Pyongyang has increased border security since January 2020, according to satellite images.
North Korea has dramatically increased border restrictions during the COVID-19 pandemic, exacerbating shortages of food, medicine and other essential goods, according to a report from a human rights group.
North Korean authorities have implemented “extensive and unnecessary measures against Covid-19” since January 2020, including high fences, checkpoints and patrol roads, monitoring of satellite images by Human Rights Watch (HRW).

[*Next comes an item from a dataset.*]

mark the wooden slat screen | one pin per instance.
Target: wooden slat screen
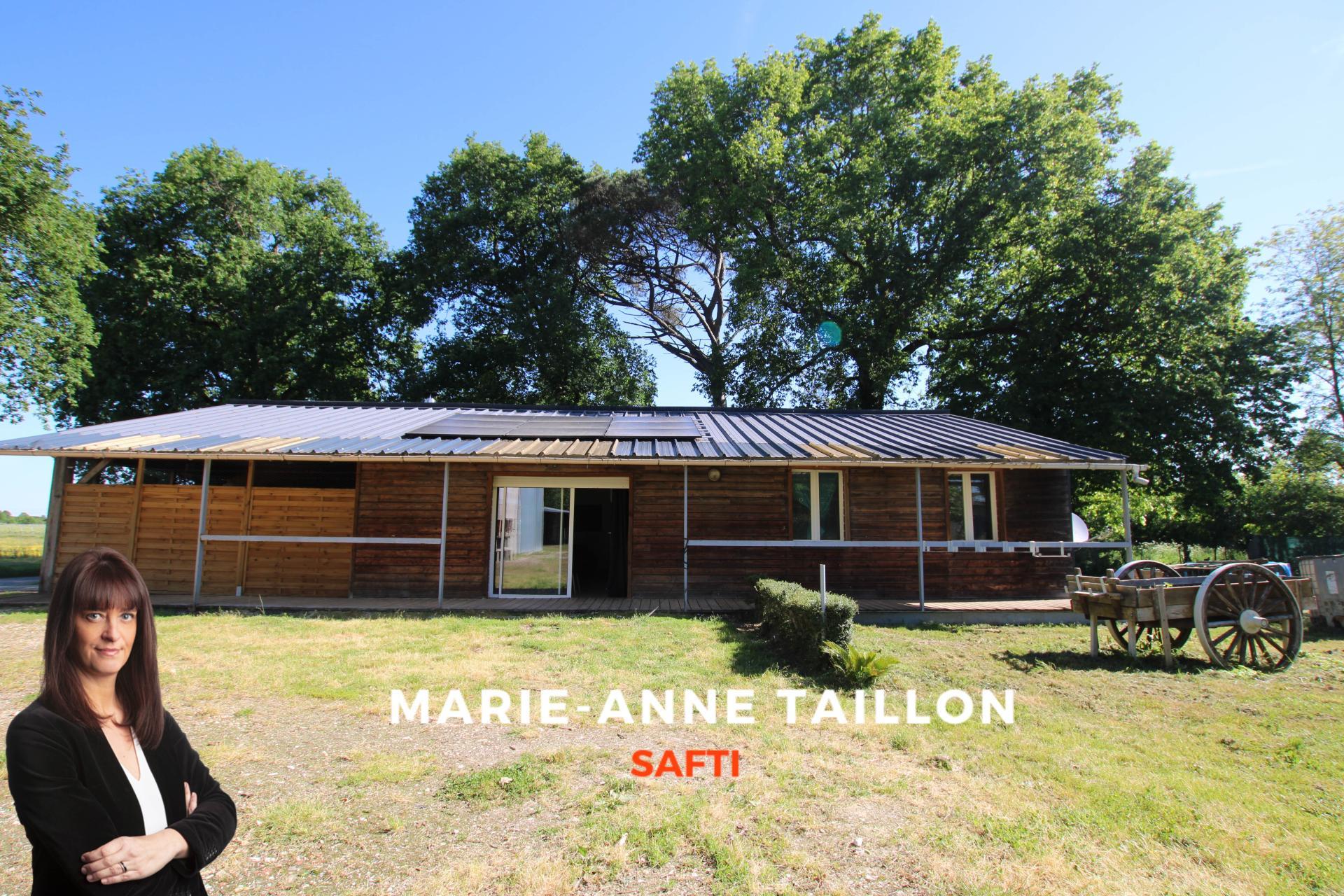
(94, 516)
(315, 570)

The border strengthening measures include the addition of 169 checkpoints and about 20km (12 miles) of new fencing near the border town of Hoeryung, a popular entry and trading point, between November 2020 and April 2022.
HRW says it has spoken to five North Korean terrorists who have been working illegally inside or outside the remote country since February 2020.
“The North Korean government used measures known as COVID-19 to further suppress and endanger the North Korean people,” said Lina Yoon, HRW’s senior Korea researcher.
“The government must improve its capacity to improve access to food, vaccines and medicine, and respect the right to travel and other rights.”
Yoon said that past experience showed that relying on the government to distribute food and essential items “only increases oppression and can lead to famine and other disasters”.


North Korea, ruled by third-generation leader Kim Jong-un, became the first country to seal its borders in response to COVID-19 in January 2020, banning nearly all international travel and severely limiting economic activity with neighboring China, the source said. more than 90 percent of its sales.
The host country is among the poorest countries in Asia, with more than 40 percent of people undernourished and in need of humanitarian assistance, according to the World Food Programme.
In August, Pyongyang announced that it had defeated the virus, after it blamed its first outbreak on neighboring South Korea.
Officials say only 74 people have died from the virus despite reporting more than 4.7 million infections.
Medical experts have questioned the number of deaths due to North Korea’s poor health system and lack of vaccinations, as well as the spread of the virus elsewhere.